In Conversation: Eric Tkaczyk

Burrard Arts

Eric Tkaczyk’s video installation /ˈsent(ə)nəl/ explored issues of alienation, privacy, and surveillance in the Information Age. The project used projection-mapping and privacy film to display flickering eyes on the street-facing windowpanes of the BAF Garage. The installation mimicked the screen-mediated nature of online communication, creating a similar partitioned interaction between audience and projector.

Read on to learn about Tkaczyk’s practice and the motivations behind his engaging installation.

BAF

Your work often incorporates references to the body, either through direct representation or through materials close to the body, such as nylon stockings. Can you speak to this? Do you see the body as always present in your work?

ET

The body is always present in my work, either through investigations of embodied or disembodied experiences. Identity is deeply complex, and I find it increasingly difficult to tightly grasp a sense of self in a world that pulls you in so many directions.

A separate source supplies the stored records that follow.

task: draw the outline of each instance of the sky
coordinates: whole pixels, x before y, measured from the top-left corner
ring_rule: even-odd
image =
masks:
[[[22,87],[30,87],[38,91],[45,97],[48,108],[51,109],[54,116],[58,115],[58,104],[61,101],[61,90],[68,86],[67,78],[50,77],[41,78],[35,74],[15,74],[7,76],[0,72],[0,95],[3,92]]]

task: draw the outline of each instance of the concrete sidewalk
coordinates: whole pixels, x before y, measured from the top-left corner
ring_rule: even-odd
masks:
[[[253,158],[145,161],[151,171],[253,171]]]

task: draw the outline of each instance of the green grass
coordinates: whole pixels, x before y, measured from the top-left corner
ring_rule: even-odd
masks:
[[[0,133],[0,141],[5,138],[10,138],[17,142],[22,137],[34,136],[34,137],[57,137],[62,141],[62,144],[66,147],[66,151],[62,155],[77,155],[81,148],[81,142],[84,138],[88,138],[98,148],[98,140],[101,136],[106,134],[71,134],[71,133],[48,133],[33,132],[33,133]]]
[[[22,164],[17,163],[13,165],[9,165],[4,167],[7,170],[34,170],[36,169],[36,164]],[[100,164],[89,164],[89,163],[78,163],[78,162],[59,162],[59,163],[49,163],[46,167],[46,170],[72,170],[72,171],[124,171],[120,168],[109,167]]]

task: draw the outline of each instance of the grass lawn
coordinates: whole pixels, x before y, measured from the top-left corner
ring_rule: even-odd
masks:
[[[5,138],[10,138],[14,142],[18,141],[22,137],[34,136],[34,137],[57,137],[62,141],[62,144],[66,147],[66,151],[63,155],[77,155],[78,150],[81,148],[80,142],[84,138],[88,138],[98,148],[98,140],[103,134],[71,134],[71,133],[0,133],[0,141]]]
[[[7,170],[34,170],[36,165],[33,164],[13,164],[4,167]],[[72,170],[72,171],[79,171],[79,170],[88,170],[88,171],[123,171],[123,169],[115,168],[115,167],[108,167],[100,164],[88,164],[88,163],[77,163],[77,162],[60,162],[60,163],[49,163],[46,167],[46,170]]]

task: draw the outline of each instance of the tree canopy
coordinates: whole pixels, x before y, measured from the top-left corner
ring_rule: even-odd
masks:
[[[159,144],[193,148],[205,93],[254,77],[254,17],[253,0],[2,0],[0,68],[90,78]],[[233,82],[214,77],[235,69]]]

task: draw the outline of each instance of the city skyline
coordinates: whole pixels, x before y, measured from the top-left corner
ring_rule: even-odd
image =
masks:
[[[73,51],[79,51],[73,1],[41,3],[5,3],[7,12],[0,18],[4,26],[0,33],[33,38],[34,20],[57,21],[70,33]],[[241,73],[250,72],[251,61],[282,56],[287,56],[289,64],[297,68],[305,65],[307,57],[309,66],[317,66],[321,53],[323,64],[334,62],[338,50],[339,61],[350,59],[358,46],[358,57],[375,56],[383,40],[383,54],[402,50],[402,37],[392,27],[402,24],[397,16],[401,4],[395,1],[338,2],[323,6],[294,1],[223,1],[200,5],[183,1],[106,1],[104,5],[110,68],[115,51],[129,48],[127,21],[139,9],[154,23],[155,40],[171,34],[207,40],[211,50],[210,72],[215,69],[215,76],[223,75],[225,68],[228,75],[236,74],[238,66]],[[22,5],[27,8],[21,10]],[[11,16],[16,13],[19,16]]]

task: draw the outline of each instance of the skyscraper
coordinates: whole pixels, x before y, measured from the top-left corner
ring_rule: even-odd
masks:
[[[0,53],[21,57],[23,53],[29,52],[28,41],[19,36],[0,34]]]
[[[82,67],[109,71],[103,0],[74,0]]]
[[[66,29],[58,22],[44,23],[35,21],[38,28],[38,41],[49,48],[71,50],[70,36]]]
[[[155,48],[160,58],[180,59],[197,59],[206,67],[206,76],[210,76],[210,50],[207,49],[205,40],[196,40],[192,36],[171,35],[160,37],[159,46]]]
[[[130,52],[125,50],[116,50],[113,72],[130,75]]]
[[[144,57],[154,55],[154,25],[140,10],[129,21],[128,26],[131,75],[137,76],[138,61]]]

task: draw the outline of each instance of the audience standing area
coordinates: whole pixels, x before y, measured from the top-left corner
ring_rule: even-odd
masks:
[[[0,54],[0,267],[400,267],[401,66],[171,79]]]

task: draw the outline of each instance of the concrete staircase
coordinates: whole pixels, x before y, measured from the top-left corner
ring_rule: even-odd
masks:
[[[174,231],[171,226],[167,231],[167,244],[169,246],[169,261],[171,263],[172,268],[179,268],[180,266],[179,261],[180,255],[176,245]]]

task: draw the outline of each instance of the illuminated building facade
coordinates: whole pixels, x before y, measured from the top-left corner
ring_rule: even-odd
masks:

In my material practice, my nylon works consider queerness, sentimentality, gender dysphoria, loss and intimacy. In my media works, I investigate identity in digital space and the disembodiment which ensues— disrupting my sense of self. I consider questions of what is a real body, and what isn’t. Where does the line between the physical self and the digital self get drawn?

I also acknowledge that my work becomes deracialized as a white-bodied subject, and am active in my awareness of this privilege.

BAF

On one hand, /ˈsent(ə)nəl/ creates a meeting place—a destination in front of which to gather in person. On the other hand, the street outside BAF is quiet at night, and can feel isolated. How much did location influence your conception of /ˈsent(ə)nəl/?

ET

I think that, much like our communication in online spaces, there is a blurred line between being with others and being alone. This seems like an appropriate comparison to the installation and the metaphorical space it occupies.

When I first moved to this city, I was quickly taken aback by a sense of coldness and distance between the people living in it. Often times, strangers on the street will not make eye contact or return a smile. The more I got to know the social landscape, the more I found that people are occupied by their digital personas— and the coldness that comes with that had translated into physical space. There is a sense of status and keeping up appearances that provokes anxiety in me. I began to feel as though people were more concerned with wanting to be seen, rather than wanting to see.

The Garage feels like one of these spaces— in between connected and disconnected, social and isolated. With /ˈsent(ə)nəl/, I tried to highlight this liminality through both concept and execution.

BAF

/ˈsent(ə)nəl/ runs all hours, meaning it is quite dim on sunny days. Do you see this constancy as essential to the work?

ET

The constancy of the projection was important in /ˈsent(ə)nəl/, despite the dimness of the image in the daylight. I took interest in how the digital image would respond to the physical world by lessening its clarity in the light. It made it so the viewer really had to look for the projection, rather than being so directly confronted by it when it was at its strongest in the dark. In the daylight, the viewer must actively look for the projection, whereas at night, the projection looked at the viewer.

BAF

You have created significant bodies of work in both painting and new media. Are you led by concept or medium? Do you see these two material approaches as interchangeable within your practice?

ET

I think that I am led by concept and medium in tandem with one another. Often times, the things I want to say with my work are better suited to a digital or media-based outcome like projection or video. The concept is more clearly stated when the medium is intangible or ethereal like in /ˈsent(ə)nəl/.

My background, however, is in painting and print media, and there will always be a part of me that needs to express myself through physical materials. Tactile experience is something I will never abandon, and the concepts that I explore in these projects are influenced by the materials that suit them.

BAF

What is next for you? Any exciting upcoming projects you’d like to share about?

ET

A new video work, beyond the scrim (2022), will be screening at Grunt Gallery’s MPCAS between April 15 and October 15, 2022. This video project, like /ˈsent(ə)nəl/, responds to the particular architecture of the building where the public screen is displayed—highlighting the tension between real and unreal spaces.

Eric Tkaczyk’s /ˈsent(ə)nəl/ was exhibited at in the BAF Garage from November 18, 2021 to March 19, 2022.